Application Scenarios
Provide users with one-stop OLTP (Online Transactional Processing), OLAP (Online Analytical Processing), and HTAP solutions. TiDB is suitable for various application scenarios with high availability, high requirements for strong consistency, and large data scale.
Scenarios with high requirements for data consistency, high reliability, system availability, scalability, and disaster recovery attributes of the financial industry
As we all know, the financial industry has high requirements for data consistency, high reliability, system availability, scalability, and disaster recovery. The traditional solution is to provide services from two data centers within the same city and to provide disaster recovery capacity from a remote data center without providing services. This solution has the following shortcomings: low resource utilization, high maintenance costs, and the RTO (Recovery Time Objective) and RPO (Recovery Point Objective) can’t truly meet the enterprise’s expectations. TiDB uses multiple copies + Multi-Raft protocol to schedule data to different data centers, racks, and machines. When some machines fail, the system can automatically switch, ensuring the system’s RTO <= 30s and RPO = 0.

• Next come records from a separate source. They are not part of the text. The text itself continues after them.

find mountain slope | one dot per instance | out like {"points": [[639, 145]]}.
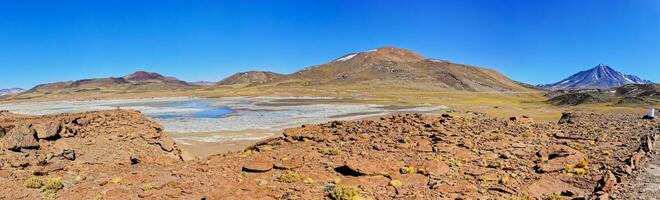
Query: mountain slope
{"points": [[139, 80], [391, 66], [251, 77], [11, 91], [599, 77]]}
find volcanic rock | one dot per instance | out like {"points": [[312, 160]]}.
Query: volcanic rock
{"points": [[20, 137], [258, 166], [47, 130]]}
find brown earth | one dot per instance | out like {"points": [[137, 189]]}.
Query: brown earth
{"points": [[250, 78], [121, 155], [391, 66]]}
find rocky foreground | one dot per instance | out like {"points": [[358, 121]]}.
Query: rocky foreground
{"points": [[121, 155]]}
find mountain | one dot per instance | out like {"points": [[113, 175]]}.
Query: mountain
{"points": [[250, 78], [397, 67], [631, 94], [202, 83], [599, 77], [11, 91], [139, 80]]}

Scenarios with high storage capacity, scalability, and concurrency requirements for massive data and high concurrency OLTP
With the high-speed development of the business, the data is growing explosively. The traditional single-machine database can’t meet the capacity requirements of the database due to explosive data growth. The feasible solution is to use sharding middleware products or NewSQL database replacements, or use high-end storage devices, among which the most cost-effective solution is the NewSQL database, such as TiDB. TiDB uses a compute-storage separation architecture, which can scale up and down the compute and storage separately. The compute supports up to 512 nodes, each node supports up to 1000 concurrent connections, and the cluster capacity supports up to PB level.
Real-time HTAP scenarios
With the rapid development of 5G, IoT, and AI, enterprises will produce more and more data, possibly reaching hundreds of TB or even PB levels. The traditional solution is to process online transaction business through OLTP databases and synchronize the data to OLAP databases for data analysis through ETL tools. This processing solution has high storage costs and poor real-time performance. TiDB introduces the column storage engine TiFlash and the row storage engine TiKV in version 4.0 to build a true HTAP database. With a slight increase in storage costs, online transaction processing and real-time data analysis can be done in the same system, greatly saving the cost of enterprises.
Scenarios for data aggregation and secondary processing
At present, most enterprises’ business data is scattered in different systems, and there is no unified summary. With the development of the business, the decision-making layer of the enterprise needs to understand the business situation of the entire company in order to make timely decisions. Therefore, it is necessary to aggregate the data scattered in various systems in the same system and carry out secondary processing to generate T+0 or T+1 reports. The traditional common solution is to use ETL + Hadoop to complete, but the Hadoop system is too complicated, and the operation and maintenance and storage costs are too high to meet the user’s needs. Compared with Hadoop, TiDB is much simpler. Businesses can synchronize data to TiDB through ETL tools or TiDB’s synchronization tools, and can directly generate reports in TiDB through SQL.
Truly financial-grade high availability
Compared with the traditional master-slave (M-S) replication scheme, the Raft-based majority election protocol can provide financial-level 100% data strong consistency guarantee, and can achieve fault automatic recovery (auto-failover) without losing a majority of copies, without the need for manual intervention.